Son Kralrahip güneşe baktı ve kendi ihtişamı dışında hiçbir şey görmedi ve kendini tanrı ilan etmeye cüret etti. Işık Tanrıları, dünyanın dönmesini sağlayan dengeyi tehdit eder durumda olduklarını farkettiler üzüntüyle. Diğer tanrılardan. Kraliçe Takhisis’ten bile, yardım istediler. Tanrılar, dengeyi sağlamak ve fanilere tevazu öğretmek için büyük bir Afet yaratmaya karar verdiler. Harekete geçmeden önce Kralrahip’e birçok uyarı göndererek onu değişmesi için zorladılar. Kralrahip ve takipçileri bütün bunlara kulaklarını tıkadılar ve derinen müteessif olan tanrılar, Krynn üzerine yanan bir dağ attılar. Patlama, İstar şehrini yerle bir ederek denizin dibine gönderdi ve Işık Tanrıları Tapınağı’nı yok etti. En azından tanrılar öyle olduğuna inandılar. Fakat İstar Tapınağı denizin dibinde de olsa, Tapınak’ın üzerine kurulmuş olduğu Temel Taşı sağlam kaldı, zira o taş, inancın temeliydi. Afet’ten sonra, tanrılar fanilerin hatalarını anlayacaklarını ve tanrıları arayacaklarını umdular. Ancak fanilerin, çektikleri acılar yüzünden tanrıları suçlaması, tanrıları derinden yaraladı. Tanrıların yarattıklarını terk ettiklerine dair dedikodular yayıldı. Dünya karmaşaya gömüldü. Ölüm yürümeye başladı topraklarda.
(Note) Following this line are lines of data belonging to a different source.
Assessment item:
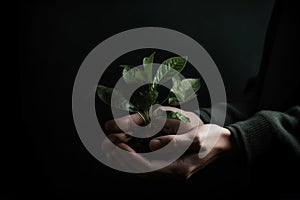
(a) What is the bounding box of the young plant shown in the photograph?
[97,52,200,125]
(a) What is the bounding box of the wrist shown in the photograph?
[218,128,232,152]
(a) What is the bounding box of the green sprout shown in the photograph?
[97,52,200,125]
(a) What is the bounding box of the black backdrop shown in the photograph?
[16,0,273,197]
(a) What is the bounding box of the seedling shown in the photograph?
[97,52,200,152]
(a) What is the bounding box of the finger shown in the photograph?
[104,113,144,133]
[149,127,201,152]
[117,143,135,152]
[153,106,203,134]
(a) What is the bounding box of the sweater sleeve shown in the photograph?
[225,106,300,164]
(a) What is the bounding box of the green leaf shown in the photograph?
[153,57,187,86]
[169,75,200,106]
[143,52,155,83]
[97,85,137,112]
[121,65,147,84]
[156,109,190,123]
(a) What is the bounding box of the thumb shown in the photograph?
[149,135,175,151]
[149,128,201,152]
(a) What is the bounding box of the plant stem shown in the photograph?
[160,95,169,105]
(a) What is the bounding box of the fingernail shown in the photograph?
[150,139,161,150]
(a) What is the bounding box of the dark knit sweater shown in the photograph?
[200,1,300,166]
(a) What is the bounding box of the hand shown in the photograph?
[102,124,232,179]
[102,107,231,179]
[149,124,232,179]
[104,106,203,134]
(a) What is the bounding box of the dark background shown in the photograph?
[18,0,282,197]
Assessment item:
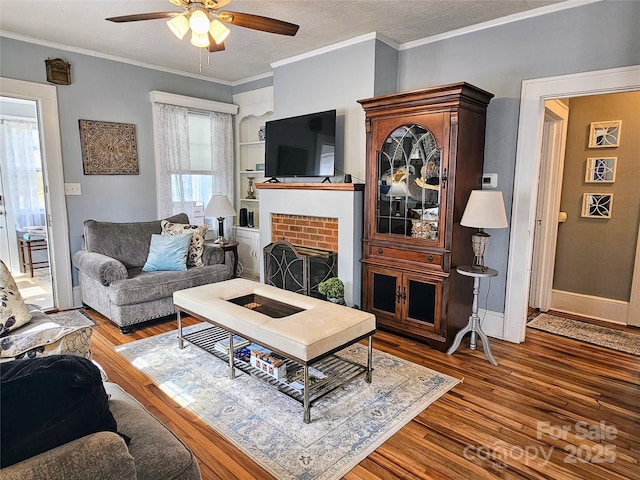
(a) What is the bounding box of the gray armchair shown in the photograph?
[73,213,232,333]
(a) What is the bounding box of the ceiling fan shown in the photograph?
[106,0,299,52]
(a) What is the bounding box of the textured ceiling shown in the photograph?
[0,0,576,82]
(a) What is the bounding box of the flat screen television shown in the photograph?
[264,110,336,179]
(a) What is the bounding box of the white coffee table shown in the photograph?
[173,278,376,423]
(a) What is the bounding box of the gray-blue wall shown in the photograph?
[0,37,232,284]
[398,1,640,312]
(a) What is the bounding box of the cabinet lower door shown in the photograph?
[402,273,444,335]
[365,267,402,321]
[365,266,446,340]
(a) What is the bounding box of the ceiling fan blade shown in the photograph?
[105,12,182,23]
[208,33,224,53]
[209,0,233,10]
[218,12,300,36]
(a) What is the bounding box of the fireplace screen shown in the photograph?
[264,240,338,298]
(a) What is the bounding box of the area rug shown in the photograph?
[49,310,98,327]
[527,313,640,356]
[116,324,459,480]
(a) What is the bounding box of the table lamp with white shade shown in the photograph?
[460,190,509,272]
[204,194,236,244]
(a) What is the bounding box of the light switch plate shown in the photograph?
[64,183,82,195]
[482,173,498,188]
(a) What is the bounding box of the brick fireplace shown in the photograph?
[271,213,338,253]
[256,183,364,305]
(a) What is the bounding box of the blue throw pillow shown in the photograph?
[142,233,192,272]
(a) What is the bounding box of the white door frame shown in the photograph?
[0,77,74,310]
[503,65,640,343]
[529,100,569,312]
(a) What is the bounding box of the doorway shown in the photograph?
[0,77,74,310]
[530,92,640,325]
[0,97,54,310]
[503,65,640,343]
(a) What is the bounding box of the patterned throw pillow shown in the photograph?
[161,220,209,267]
[0,260,31,337]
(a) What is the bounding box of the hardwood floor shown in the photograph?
[87,310,640,480]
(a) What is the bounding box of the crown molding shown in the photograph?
[398,0,603,50]
[0,30,233,86]
[271,32,399,68]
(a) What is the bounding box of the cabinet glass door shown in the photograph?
[376,124,445,241]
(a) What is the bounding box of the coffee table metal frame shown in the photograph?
[177,307,375,423]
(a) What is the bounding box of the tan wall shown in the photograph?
[553,92,640,301]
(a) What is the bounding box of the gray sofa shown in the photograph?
[73,213,232,333]
[0,382,200,480]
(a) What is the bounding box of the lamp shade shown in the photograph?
[209,20,231,45]
[204,195,236,218]
[189,10,209,35]
[460,190,509,228]
[167,13,189,40]
[191,30,209,48]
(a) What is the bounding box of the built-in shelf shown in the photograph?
[255,182,364,192]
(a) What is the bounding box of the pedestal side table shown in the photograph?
[447,265,498,365]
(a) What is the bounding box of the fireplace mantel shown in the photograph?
[256,183,364,305]
[255,182,364,192]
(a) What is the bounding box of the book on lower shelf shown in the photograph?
[215,335,251,353]
[289,367,327,392]
[250,349,287,379]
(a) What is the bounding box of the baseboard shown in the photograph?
[72,287,82,308]
[478,308,504,340]
[550,290,629,324]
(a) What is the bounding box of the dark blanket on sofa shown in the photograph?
[0,355,117,468]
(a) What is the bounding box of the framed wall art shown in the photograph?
[79,120,138,175]
[582,193,613,218]
[584,157,618,183]
[589,120,622,148]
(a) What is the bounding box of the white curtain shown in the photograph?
[153,103,193,219]
[211,112,237,238]
[0,119,45,229]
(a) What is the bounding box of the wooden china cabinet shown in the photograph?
[359,82,493,350]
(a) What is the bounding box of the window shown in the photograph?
[166,112,214,224]
[151,92,237,231]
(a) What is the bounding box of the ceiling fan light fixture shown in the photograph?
[209,20,231,45]
[167,13,189,40]
[189,10,210,36]
[191,30,209,48]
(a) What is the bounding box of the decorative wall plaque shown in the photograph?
[582,193,613,218]
[589,120,622,148]
[584,157,618,183]
[79,120,138,175]
[44,58,71,85]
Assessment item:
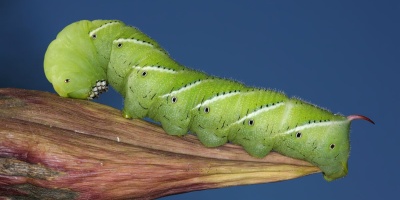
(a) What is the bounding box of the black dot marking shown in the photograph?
[249,119,254,126]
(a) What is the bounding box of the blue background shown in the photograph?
[0,0,400,200]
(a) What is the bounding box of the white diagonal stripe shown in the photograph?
[89,21,121,36]
[113,38,153,47]
[233,102,285,124]
[161,80,208,98]
[193,91,240,109]
[132,65,178,74]
[283,121,347,134]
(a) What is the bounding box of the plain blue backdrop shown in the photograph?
[0,0,400,200]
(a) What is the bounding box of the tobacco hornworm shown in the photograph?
[44,20,373,181]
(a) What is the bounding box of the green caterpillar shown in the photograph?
[44,20,373,181]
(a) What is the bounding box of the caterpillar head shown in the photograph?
[278,115,374,181]
[44,20,108,99]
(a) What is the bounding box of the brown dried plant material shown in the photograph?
[0,88,320,199]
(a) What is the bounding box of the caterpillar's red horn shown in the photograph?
[347,115,375,124]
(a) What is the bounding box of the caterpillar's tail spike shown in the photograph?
[347,115,375,124]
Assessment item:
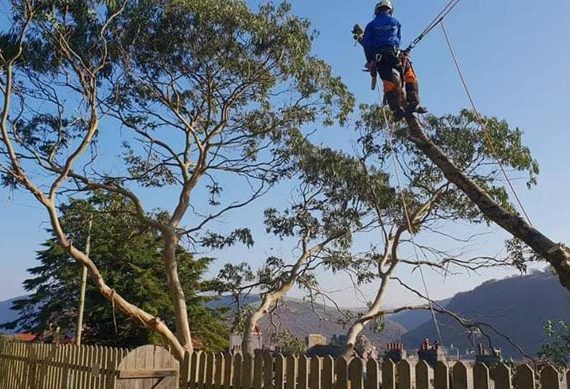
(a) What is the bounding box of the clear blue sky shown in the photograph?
[0,0,570,305]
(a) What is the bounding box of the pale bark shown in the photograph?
[343,185,447,358]
[241,254,309,355]
[242,234,338,354]
[163,232,193,352]
[0,31,184,360]
[75,215,93,346]
[406,116,570,290]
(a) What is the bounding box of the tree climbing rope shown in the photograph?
[404,0,461,53]
[439,20,533,226]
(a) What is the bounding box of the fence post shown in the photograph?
[396,359,415,389]
[540,366,560,389]
[263,353,274,389]
[232,353,243,389]
[453,361,470,389]
[434,361,449,389]
[473,363,491,389]
[322,355,334,389]
[364,358,380,389]
[241,353,253,389]
[203,352,216,389]
[515,365,536,389]
[493,363,513,389]
[214,353,226,389]
[274,354,285,389]
[416,361,431,389]
[224,353,234,389]
[297,355,309,389]
[309,357,321,389]
[334,357,348,389]
[180,351,192,389]
[253,353,263,389]
[348,357,364,389]
[382,359,396,389]
[285,355,298,389]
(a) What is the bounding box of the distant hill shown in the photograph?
[0,297,22,335]
[252,299,406,346]
[403,273,570,358]
[388,298,451,332]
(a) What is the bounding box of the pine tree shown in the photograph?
[4,194,228,351]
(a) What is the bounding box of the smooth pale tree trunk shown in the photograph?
[406,116,570,290]
[163,232,193,352]
[75,215,93,346]
[241,280,296,355]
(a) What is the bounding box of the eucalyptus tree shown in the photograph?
[218,150,392,354]
[0,0,353,358]
[292,106,538,356]
[0,193,228,352]
[400,116,570,289]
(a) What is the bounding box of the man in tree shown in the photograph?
[359,0,426,121]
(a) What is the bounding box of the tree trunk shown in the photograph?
[44,200,184,361]
[241,304,268,355]
[406,116,570,290]
[163,232,194,352]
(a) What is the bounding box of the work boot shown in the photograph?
[384,90,406,122]
[406,82,427,114]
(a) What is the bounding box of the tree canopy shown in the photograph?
[5,194,229,351]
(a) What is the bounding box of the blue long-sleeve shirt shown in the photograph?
[361,12,402,61]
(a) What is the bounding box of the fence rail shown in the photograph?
[181,352,570,389]
[0,342,128,389]
[0,343,570,389]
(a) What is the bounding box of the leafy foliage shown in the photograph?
[2,194,228,351]
[538,320,570,367]
[271,330,307,356]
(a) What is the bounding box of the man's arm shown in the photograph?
[360,23,374,62]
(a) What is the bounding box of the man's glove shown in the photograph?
[352,24,364,42]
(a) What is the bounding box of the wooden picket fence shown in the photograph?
[181,353,570,389]
[0,342,128,389]
[0,342,570,389]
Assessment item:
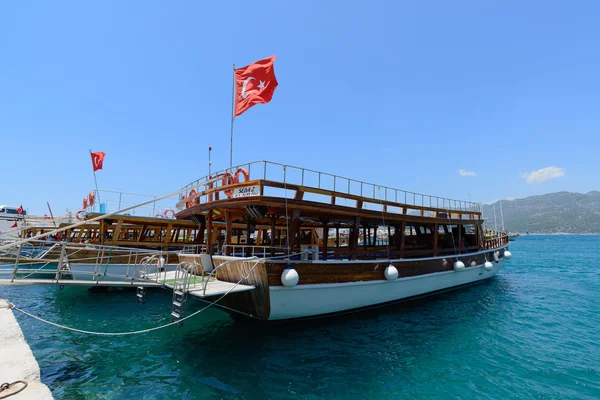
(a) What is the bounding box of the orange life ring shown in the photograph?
[185,189,200,208]
[163,208,175,218]
[235,168,250,183]
[206,180,215,203]
[221,172,237,197]
[75,210,85,221]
Takhisis, Karalıklar Kraliçesi, hâlâ Abyss’de hapisti. Bütün çıkışlar korunuyordu. Kaçmaya kalkışması halinde diğer tanrılar bunu anlarlar ve onu durdururlardı. Yine de o, dünyaya geri dönmek için bir yol bulmaya çalışmaktan vazgeçmedi ve bir gün, huzursuzca dolaşırken, büyük ödüle rastladı. Takhisis, Temel Taşı’nı buldu. Diğer tanrılar, onun hâlâ var olduğundan habersizdiler. Kimse farketmeden dünyaya geri dönebilmek için bu taşı kullanabileceğini farketti kadın. Doğru, Yüce Tanrı’ya verdiği sözü bozmuş olacaktı. Ama o kurnaz biriydi ve dünyanın zaten tehlike altında olduğu gerçeğine güveniyordu. Faniler bütün umutlarını yitirmişlerdi. Salgın hastalıklar, veba, açlık ve savaşlar, milyonlarca kişiyi öldürmüştü. Takhisis dünyaya girebilir, kötü ejderhalarını uyandırabilir ve savaşını başlatabilirdi. Krynn’i fethettiğinde o kadar güçlü olacaktı ki, diğer tanrılar onu cezalandırmaya cüret edemeyeceklerdi. Karanlığa sarınarak gizlenen Takhisis, Temel Taşı ile açık bırakılmış olan kapıdan dünyaya süzüldü. Kötü ejderhalarını uyandırdı ve onlara, inlerinde uyumakta olan iyi ejderhaların yumurtalarını çalmalarını emretti.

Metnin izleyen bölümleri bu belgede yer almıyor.